韓国、容疑者公表拡大へ法整備 人権侵害の懸念も

韓国・釜山で起きた事件の控訴審判決後、取材に応じる被害女性=12日(聯合=共同、画像の一部が加工されています)

 【ソウル共同】犯罪容疑者の身元を原則として公表しない韓国で、凶悪事件での情報公開の拡大に向けた法整備が動き出している。加害者の再犯を恐れる世論への配慮が背景にあるが、専門家からは「犯罪の抑止効果には疑問があり、人権侵害に当たる」と懸念の声が上がる。

 きっかけは、昨年5月に南部釜山で起きた事件。男が面識のない20代女性に対し、背後から回し蹴りをして襲う様子を捉えた防犯カメラ映像が世間に衝撃を与えた。

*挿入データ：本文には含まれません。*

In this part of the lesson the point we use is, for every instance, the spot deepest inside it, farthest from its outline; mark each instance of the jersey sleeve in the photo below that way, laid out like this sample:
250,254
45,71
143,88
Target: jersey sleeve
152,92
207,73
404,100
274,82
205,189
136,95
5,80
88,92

 強姦未遂や殺人未遂の罪に問われたこの男が被害者への報復を示唆。情報開示を求める声が高まり、ユーチューバーが氏名などの個人情報を暴露して物議を醸した。捜査当局には殺人や強姦など特定の犯罪容疑者の身元を公開できる制度があるが、対象が限定されているため不十分だとの見方が強い。

 尹錫悦大統領は今月12日、女性を狙った凶悪事件の容疑者に関する情報開示の拡大を指示。与党「国民の力」の議員は20日、重大事件の容疑者を対象に最近撮影された顔写真を公表することを柱とした法案を提出した。